Andava Jesus a aprender milagres para ser promovido a filho de Deus quando assistiu a um casamento onde faltou a pinga. Apesar de ser a primeira vez que ousava um milagre conseguiu transformar água sem garantia bacteriológica num agradável palheto de 12 graus. A receita, ainda usada em Portugal, é hoje objecto de repressão policial.

A falta de vigilância facilitou-lhe milagres em leprosos, paralíticos e cegos, mas os de maior sucesso foram a travessia do mar Morto e a ressurreição de Lázaro.

Jesus tinha os pés grandes a avaliar pela facilidade com que atravessou alguns metros de água salgada antes de lhos furarem. Os publicitários puseram a correr, com manifesto exagero, que tinha atravessado o mar Morto. Era impossível ter testemunhas que assistissem à partida e à chegada numa época em que as comunicações se faziam através de pessoas, que tinham de ir à volta. Mas, graças a 12 indefectíveis, obteve bastante popularidade até ter sido lixado aos 33 anos. Pregaram-no numa cruz e deixaram-no morrer de forma bárbara, habitual na época.

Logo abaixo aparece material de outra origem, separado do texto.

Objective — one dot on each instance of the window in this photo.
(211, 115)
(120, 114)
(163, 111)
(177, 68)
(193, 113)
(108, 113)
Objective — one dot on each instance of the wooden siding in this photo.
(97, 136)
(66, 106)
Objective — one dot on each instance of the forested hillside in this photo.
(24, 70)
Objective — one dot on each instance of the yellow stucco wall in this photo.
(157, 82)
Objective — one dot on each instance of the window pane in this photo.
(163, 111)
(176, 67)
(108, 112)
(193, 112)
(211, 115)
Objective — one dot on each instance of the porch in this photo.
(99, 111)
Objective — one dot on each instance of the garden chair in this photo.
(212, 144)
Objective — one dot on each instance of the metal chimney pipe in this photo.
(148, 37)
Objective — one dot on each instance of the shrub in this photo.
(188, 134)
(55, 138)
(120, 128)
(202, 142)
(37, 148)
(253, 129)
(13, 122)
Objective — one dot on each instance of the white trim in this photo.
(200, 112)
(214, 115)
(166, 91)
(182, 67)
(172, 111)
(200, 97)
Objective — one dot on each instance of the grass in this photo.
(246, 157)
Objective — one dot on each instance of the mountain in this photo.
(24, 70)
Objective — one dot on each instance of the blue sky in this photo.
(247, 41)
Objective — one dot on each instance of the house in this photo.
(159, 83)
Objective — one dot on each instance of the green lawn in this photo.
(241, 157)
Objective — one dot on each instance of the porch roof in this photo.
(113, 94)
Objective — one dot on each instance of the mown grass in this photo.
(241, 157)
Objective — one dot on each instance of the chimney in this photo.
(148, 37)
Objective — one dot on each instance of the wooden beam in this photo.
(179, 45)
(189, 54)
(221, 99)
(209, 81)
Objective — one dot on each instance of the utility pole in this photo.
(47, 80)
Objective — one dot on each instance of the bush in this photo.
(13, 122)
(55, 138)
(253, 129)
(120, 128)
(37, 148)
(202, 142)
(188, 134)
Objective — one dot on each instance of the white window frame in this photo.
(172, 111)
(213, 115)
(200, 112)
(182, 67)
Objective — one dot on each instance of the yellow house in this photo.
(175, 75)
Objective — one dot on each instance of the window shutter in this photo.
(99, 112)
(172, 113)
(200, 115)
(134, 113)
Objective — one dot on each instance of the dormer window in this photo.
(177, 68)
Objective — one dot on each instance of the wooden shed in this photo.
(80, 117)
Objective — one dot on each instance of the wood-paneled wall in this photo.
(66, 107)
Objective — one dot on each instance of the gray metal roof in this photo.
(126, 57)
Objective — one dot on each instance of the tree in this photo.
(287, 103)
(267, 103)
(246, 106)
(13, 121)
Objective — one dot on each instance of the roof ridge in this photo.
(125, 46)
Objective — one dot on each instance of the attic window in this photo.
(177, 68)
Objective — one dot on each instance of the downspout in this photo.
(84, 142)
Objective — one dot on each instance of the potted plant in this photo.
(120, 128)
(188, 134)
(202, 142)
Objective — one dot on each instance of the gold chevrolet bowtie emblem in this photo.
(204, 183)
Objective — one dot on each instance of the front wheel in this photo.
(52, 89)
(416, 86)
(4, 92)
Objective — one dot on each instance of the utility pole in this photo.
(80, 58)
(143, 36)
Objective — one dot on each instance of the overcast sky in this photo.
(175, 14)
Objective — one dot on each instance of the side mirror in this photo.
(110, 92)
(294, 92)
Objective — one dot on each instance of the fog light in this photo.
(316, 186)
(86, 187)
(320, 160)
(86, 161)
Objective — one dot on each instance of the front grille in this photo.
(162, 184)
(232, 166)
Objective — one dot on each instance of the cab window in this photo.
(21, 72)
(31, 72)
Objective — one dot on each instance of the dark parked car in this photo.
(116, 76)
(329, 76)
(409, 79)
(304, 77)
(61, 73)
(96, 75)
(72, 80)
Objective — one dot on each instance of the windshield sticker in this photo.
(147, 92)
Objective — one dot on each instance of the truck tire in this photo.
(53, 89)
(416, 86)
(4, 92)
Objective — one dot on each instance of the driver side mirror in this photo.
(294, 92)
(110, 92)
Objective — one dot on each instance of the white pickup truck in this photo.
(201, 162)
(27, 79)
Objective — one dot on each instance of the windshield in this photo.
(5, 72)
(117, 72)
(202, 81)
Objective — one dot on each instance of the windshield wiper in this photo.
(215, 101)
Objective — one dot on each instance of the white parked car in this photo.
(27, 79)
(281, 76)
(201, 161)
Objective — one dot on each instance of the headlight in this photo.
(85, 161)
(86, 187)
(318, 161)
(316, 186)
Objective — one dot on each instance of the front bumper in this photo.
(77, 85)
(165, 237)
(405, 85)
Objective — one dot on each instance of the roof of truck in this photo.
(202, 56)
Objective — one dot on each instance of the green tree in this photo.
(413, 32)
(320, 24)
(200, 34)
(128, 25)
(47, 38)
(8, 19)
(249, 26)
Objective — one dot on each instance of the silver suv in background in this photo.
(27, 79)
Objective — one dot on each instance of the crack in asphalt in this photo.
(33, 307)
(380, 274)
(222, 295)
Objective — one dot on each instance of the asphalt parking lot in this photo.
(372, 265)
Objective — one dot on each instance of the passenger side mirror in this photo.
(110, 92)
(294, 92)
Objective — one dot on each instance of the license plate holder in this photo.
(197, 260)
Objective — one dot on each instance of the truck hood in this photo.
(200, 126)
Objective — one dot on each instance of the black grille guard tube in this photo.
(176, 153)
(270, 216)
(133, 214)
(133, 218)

Sabe-se que o corpo desapareceu e foi posto a correr o boato de que tinha subido ao céu, sítio que se julgava ficar num alto. Chamou-se a isso ressurreição – fenómeno tido por verosímil –, hoje dá-se-lhe o nome de ocultação de cadáver.

Muitos séculos depois ainda se guardava em relicários o santo prepúcio, relíquia que teve de ser proibida pela profusão de exemplares reivindicados por várias paróquias italianas. As voltas que um prepúcio dá.

Os milagres da época eram para consumo na Palestina. Vinte séculos depois JP2 deslocalizou-os, principalmente para a Europa, e descobriu o fabrico em série com médicos privativos, e outros avençados, sempre prontos a passar certificados de garantia.

Recentemente tais milagres acontecem no ramo da medicina em áreas novas que vão da oncologia à endocrinologia. Muitas vezes as graças são para consumo caseiro, caso de freiras em sítios remotos ou conventos impenetráveis, pessoas que deus condenou a doenças incuráveis, que depois indulta por milagre, sem ninguém se interrogar se não seria mais fácil não lhe ter enviado a doença do que enviar-lhe a cura. Mas isto são segredos do negócio em que só acredita quem quer e que mobiliza muitas pessoas e enormes recursos.

O truque para ressuscitar pessoas é que nunca mais foi conseguido e passou à história como o mais difícil.